An eminent critic in the Edinburgh Review has spoken of the neatness and perfect finish which characterise female writers in general, and Mrs Hemans in particular. Now, these qualities imply a certain terseness and concentration of style, which is no more a peculiarity of all authoresses than of all authors, and which we should not pronounce to be peculiarly characteristic of Mrs Hemans' poetry. To us it often appears wanting in this very conciseness; we occasionally wish that some lines and verses were excluded – not because they are faulty in themselves, but because they weaken the effect, and detract from the vigour of the whole: we wish the verses, in short, were more closely packed together, so that the commencement and the close, which are generally both good, could be brought a little nearer to each other. It is not so much a redundancy of expression, as of images and illustrations, that we have sometimes to complain of in Mrs Hemans. She uses two of these where one would not only suffice, but do the work much better. There is a very pleasing little poem, called The Wandering Wind: we will quote – first, because it is thus pleasing; and, secondly, because we think it would have been rendered still more so had there been somewhat more of concentration and terseness in the style. The lines which we have printed in italics, and which contain the pith and marrow of the whole, would then have struck upon the ear with more distinctness and prominence.

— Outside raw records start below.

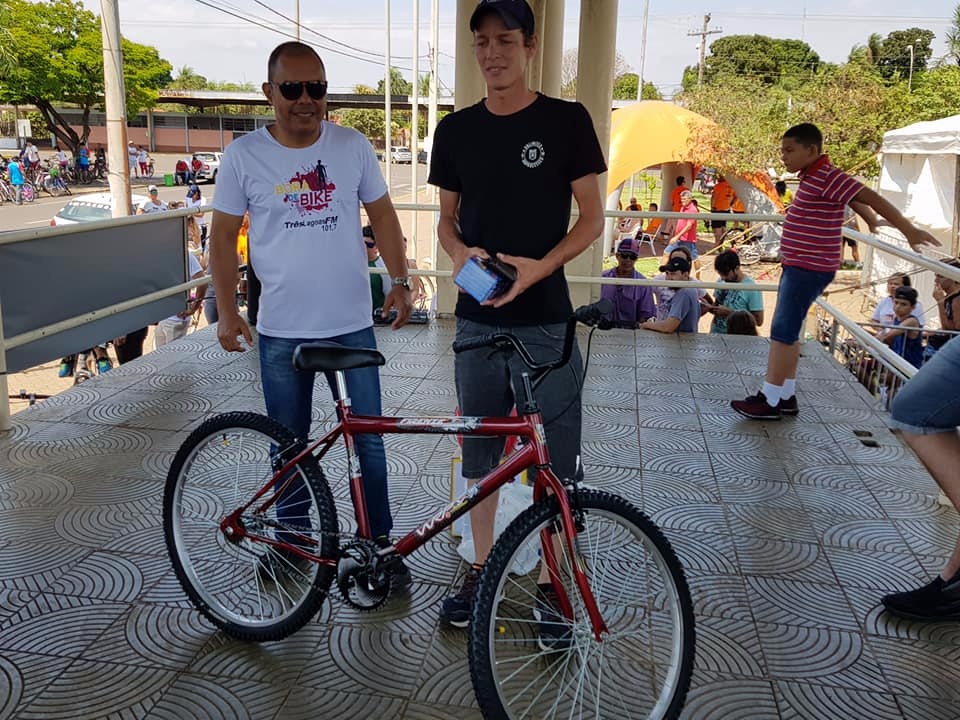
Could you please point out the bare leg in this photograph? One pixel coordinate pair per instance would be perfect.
(940, 453)
(782, 362)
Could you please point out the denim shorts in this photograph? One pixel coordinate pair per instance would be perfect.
(798, 289)
(485, 386)
(930, 401)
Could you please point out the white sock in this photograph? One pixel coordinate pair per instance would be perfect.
(773, 393)
(789, 388)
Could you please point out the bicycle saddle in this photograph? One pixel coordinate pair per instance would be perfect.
(325, 356)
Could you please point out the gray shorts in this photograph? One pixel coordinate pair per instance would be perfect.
(485, 380)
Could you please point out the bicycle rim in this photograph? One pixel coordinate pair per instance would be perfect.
(642, 667)
(249, 588)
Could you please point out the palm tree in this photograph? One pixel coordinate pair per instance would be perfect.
(953, 36)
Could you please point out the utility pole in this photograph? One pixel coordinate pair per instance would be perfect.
(703, 45)
(115, 97)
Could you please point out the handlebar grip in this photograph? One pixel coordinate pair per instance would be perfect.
(473, 343)
(594, 313)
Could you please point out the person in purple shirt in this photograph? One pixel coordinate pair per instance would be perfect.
(632, 304)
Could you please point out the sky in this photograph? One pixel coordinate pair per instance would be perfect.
(220, 46)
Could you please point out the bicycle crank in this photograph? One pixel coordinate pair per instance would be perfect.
(361, 577)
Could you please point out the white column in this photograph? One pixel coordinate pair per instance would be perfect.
(551, 44)
(116, 108)
(415, 125)
(598, 41)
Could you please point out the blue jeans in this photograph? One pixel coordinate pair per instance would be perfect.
(288, 394)
(487, 382)
(930, 401)
(797, 290)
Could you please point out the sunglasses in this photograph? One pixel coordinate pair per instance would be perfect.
(316, 89)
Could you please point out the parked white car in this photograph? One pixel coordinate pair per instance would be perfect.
(211, 165)
(90, 208)
(401, 155)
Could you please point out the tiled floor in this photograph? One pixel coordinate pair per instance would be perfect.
(789, 533)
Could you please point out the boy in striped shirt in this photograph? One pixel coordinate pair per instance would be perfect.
(812, 249)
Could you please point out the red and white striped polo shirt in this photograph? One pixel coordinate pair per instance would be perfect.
(811, 231)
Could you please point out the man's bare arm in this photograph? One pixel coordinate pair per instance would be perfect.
(223, 266)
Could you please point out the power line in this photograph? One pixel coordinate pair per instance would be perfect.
(261, 22)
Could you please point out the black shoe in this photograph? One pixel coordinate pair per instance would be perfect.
(279, 564)
(554, 633)
(400, 577)
(938, 600)
(788, 406)
(756, 407)
(456, 609)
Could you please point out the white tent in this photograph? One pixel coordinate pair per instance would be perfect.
(919, 175)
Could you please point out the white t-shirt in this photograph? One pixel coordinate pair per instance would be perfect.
(150, 207)
(884, 312)
(305, 228)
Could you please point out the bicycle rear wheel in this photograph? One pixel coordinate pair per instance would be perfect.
(642, 667)
(246, 587)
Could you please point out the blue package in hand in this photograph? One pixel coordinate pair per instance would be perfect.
(484, 279)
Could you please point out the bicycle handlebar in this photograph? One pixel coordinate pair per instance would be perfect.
(591, 315)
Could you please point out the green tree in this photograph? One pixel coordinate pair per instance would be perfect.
(953, 36)
(895, 57)
(771, 61)
(188, 79)
(60, 61)
(625, 88)
(398, 84)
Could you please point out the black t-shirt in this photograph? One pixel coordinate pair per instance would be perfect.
(513, 173)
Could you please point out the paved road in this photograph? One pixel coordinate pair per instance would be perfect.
(40, 211)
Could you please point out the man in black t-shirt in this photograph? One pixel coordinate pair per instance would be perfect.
(507, 168)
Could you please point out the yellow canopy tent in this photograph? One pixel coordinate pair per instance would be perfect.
(653, 132)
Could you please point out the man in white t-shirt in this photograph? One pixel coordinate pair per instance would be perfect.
(154, 204)
(303, 181)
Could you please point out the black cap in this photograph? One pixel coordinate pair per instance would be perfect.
(516, 14)
(676, 265)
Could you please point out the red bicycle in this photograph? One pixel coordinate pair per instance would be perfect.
(251, 527)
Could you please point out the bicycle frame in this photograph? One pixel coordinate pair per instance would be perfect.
(532, 452)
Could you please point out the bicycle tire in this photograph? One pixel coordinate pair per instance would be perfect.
(621, 673)
(245, 587)
(750, 253)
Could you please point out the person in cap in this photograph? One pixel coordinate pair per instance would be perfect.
(132, 155)
(684, 312)
(507, 168)
(632, 304)
(196, 200)
(154, 204)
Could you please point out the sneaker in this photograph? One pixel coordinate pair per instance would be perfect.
(756, 407)
(788, 406)
(455, 610)
(66, 368)
(400, 577)
(938, 600)
(554, 632)
(279, 563)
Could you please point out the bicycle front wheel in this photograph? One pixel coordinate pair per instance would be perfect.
(250, 589)
(528, 661)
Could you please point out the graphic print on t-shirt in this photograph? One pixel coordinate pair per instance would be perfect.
(307, 193)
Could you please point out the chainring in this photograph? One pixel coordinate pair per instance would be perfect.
(362, 579)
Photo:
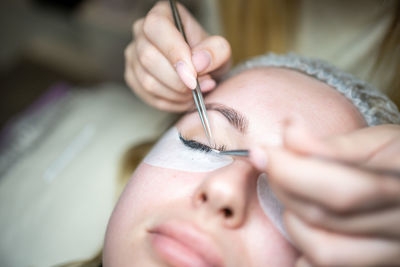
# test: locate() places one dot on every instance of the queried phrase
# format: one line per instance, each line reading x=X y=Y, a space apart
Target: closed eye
x=199 y=146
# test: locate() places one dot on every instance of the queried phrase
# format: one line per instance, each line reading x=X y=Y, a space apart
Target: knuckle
x=128 y=51
x=137 y=26
x=149 y=84
x=151 y=22
x=222 y=44
x=315 y=215
x=162 y=105
x=146 y=56
x=344 y=202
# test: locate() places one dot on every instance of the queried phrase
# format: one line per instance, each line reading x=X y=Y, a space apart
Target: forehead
x=269 y=96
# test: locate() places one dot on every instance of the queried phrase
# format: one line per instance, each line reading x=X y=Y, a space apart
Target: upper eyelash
x=199 y=146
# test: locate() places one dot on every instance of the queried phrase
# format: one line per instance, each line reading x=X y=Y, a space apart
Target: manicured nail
x=207 y=85
x=185 y=74
x=201 y=60
x=259 y=158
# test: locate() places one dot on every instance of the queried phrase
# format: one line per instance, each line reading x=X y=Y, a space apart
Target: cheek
x=150 y=192
x=268 y=246
x=151 y=188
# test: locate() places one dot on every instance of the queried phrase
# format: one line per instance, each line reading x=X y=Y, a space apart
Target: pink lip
x=182 y=244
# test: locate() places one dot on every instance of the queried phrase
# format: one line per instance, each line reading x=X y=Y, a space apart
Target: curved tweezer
x=197 y=95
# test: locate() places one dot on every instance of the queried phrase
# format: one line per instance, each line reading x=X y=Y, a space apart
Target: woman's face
x=193 y=217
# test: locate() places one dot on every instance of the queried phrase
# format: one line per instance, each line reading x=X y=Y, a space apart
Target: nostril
x=203 y=197
x=228 y=213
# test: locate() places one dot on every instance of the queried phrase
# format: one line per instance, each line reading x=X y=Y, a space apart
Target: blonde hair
x=254 y=27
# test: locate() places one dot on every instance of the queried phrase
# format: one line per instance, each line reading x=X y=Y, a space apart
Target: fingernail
x=185 y=74
x=259 y=158
x=201 y=60
x=207 y=85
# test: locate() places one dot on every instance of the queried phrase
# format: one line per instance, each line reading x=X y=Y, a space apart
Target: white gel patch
x=271 y=206
x=171 y=153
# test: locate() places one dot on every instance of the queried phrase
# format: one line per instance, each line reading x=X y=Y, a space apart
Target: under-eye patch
x=170 y=152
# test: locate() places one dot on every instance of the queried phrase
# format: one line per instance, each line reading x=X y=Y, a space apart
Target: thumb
x=211 y=54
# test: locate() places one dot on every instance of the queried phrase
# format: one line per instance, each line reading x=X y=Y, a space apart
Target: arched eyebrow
x=234 y=117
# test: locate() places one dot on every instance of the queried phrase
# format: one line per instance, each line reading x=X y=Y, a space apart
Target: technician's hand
x=161 y=67
x=339 y=212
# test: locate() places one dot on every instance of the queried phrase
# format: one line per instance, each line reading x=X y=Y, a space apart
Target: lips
x=183 y=244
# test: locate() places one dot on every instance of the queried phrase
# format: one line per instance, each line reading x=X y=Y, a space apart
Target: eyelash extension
x=199 y=146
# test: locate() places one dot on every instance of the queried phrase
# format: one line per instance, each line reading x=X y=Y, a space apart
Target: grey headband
x=375 y=107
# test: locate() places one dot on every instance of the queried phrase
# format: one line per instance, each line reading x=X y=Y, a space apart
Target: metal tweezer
x=197 y=95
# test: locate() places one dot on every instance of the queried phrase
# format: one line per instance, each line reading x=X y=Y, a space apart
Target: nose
x=226 y=193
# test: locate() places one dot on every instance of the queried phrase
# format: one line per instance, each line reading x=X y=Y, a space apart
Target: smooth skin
x=357 y=224
x=338 y=211
x=161 y=67
x=158 y=196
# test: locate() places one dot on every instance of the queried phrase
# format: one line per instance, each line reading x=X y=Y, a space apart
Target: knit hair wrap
x=375 y=107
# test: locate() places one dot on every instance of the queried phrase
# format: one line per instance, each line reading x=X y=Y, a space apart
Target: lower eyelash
x=200 y=146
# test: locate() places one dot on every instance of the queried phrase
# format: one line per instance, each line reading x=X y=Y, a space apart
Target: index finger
x=160 y=29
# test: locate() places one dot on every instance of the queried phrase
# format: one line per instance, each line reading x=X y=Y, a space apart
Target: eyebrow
x=234 y=117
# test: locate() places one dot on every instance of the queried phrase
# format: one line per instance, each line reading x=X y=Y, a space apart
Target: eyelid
x=193 y=144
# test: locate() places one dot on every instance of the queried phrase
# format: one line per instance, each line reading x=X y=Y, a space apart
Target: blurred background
x=66 y=119
x=79 y=42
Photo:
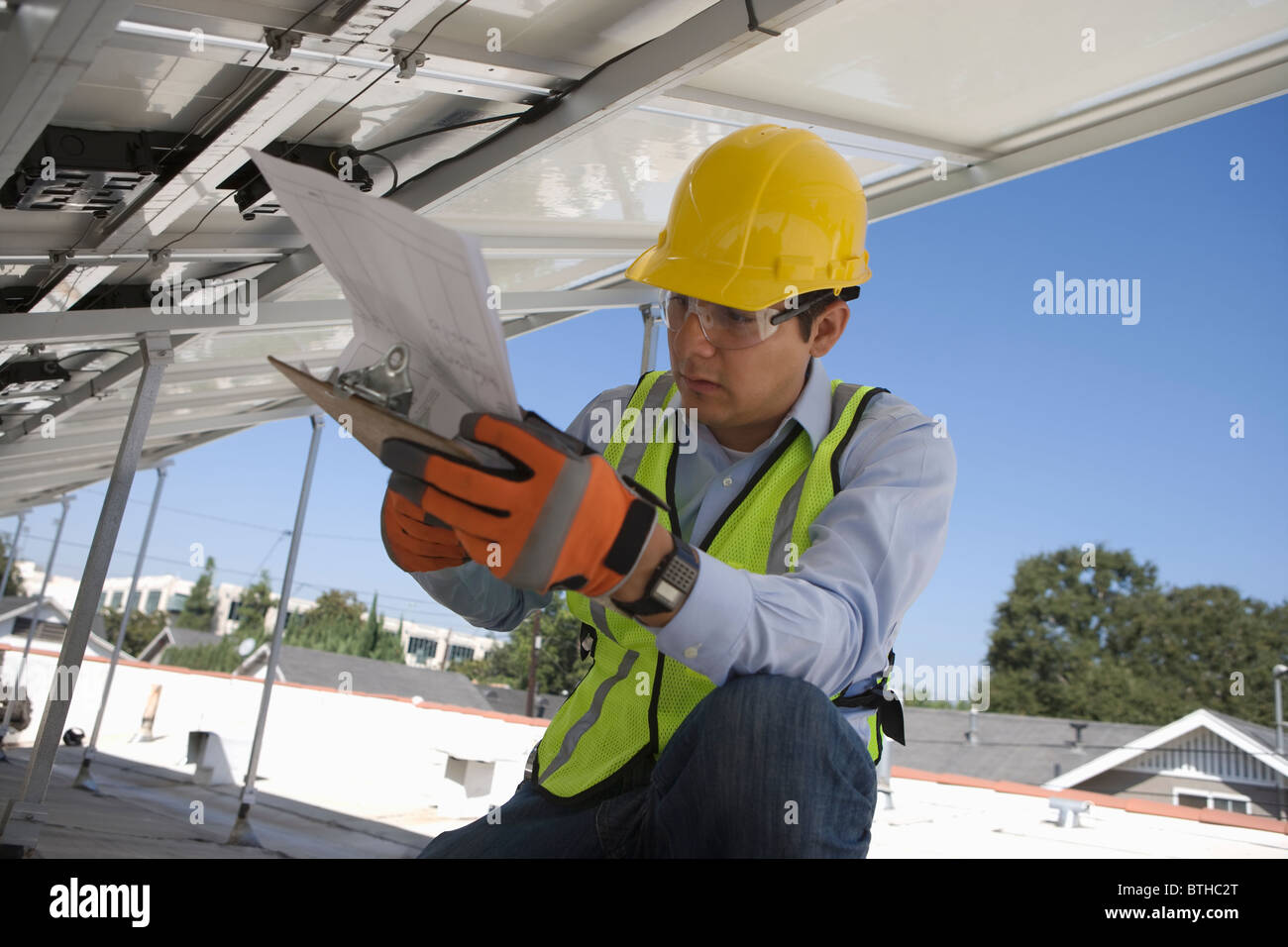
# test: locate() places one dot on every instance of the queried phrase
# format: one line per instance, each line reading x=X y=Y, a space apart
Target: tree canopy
x=198 y=609
x=1089 y=633
x=559 y=665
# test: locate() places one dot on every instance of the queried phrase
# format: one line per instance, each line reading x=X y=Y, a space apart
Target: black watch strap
x=670 y=585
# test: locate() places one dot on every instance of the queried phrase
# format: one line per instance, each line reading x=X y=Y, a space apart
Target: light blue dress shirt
x=831 y=622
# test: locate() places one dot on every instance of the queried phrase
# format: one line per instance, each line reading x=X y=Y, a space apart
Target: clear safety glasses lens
x=722 y=326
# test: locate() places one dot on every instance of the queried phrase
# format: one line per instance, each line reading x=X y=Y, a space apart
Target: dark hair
x=805 y=321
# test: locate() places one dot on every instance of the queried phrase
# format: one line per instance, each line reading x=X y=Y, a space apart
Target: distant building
x=1202 y=761
x=423 y=646
x=507 y=699
x=18 y=612
x=364 y=676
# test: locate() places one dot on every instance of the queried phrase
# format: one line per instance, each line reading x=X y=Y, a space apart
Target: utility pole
x=532 y=663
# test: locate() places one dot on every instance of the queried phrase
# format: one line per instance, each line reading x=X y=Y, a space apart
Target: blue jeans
x=764 y=766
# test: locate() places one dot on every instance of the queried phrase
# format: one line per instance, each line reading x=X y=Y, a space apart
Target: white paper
x=407 y=279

The wind, the wandering wind
Of the golden summer eves —
Whence is the thrilling magic
Of its tones amongst the leaves?
Oh! is it from the waters,
Or from the long tall grass?
Or is it from the hollow rocks
Through which its breathings pass?
Or is it from the voices
Of all in one combined,
That it wins the tone of mastery?
The wind, the wandering wind!
No, no! the strange, sweet accents
That with it come and go,
They are not from the osiers,
Nor the fir trees whispering low.
They are not of the waters,
Nor of the cavern'd hill,
'Tis the human love within us
that gives the power to thrill.
They touch the links of memory
Around our spirits twined,
And we start, and weep, and tremble,
To the wind, the wandering wind!
The verses beginning "I dream of all things free" might also be cited as an instance of this tendency to over-amplify – a tendency which seems the result of a great affluence of poetical imagery. This would be a more powerful poem merely by being made shorter. We wait too long, and the imagination roves too far, before we arrive at the concluding lines, which contain all the point and significance of the piece: —
"My heart in chains is bleeding,
And I dream of all things free."
Of the measures and the melody of a lyrical poet something is expected to be said. But what we feel we have chiefly to thank Mrs Hemans for here is, that, in the search after novelty and variety of metre, she has made so few experiments upon our ear, and that she has not disdained to write with correctness and regularity. She has not apparently laboured after novelties of this kind, but has adopted that verse into which her thoughts spontaneously ran. An author who does this is not very likely to select a rhythm, or measure, which is incongruous with the subject-matter of his poem; nor, do we think, could many instances of such a fault be detected in Mrs Hemans.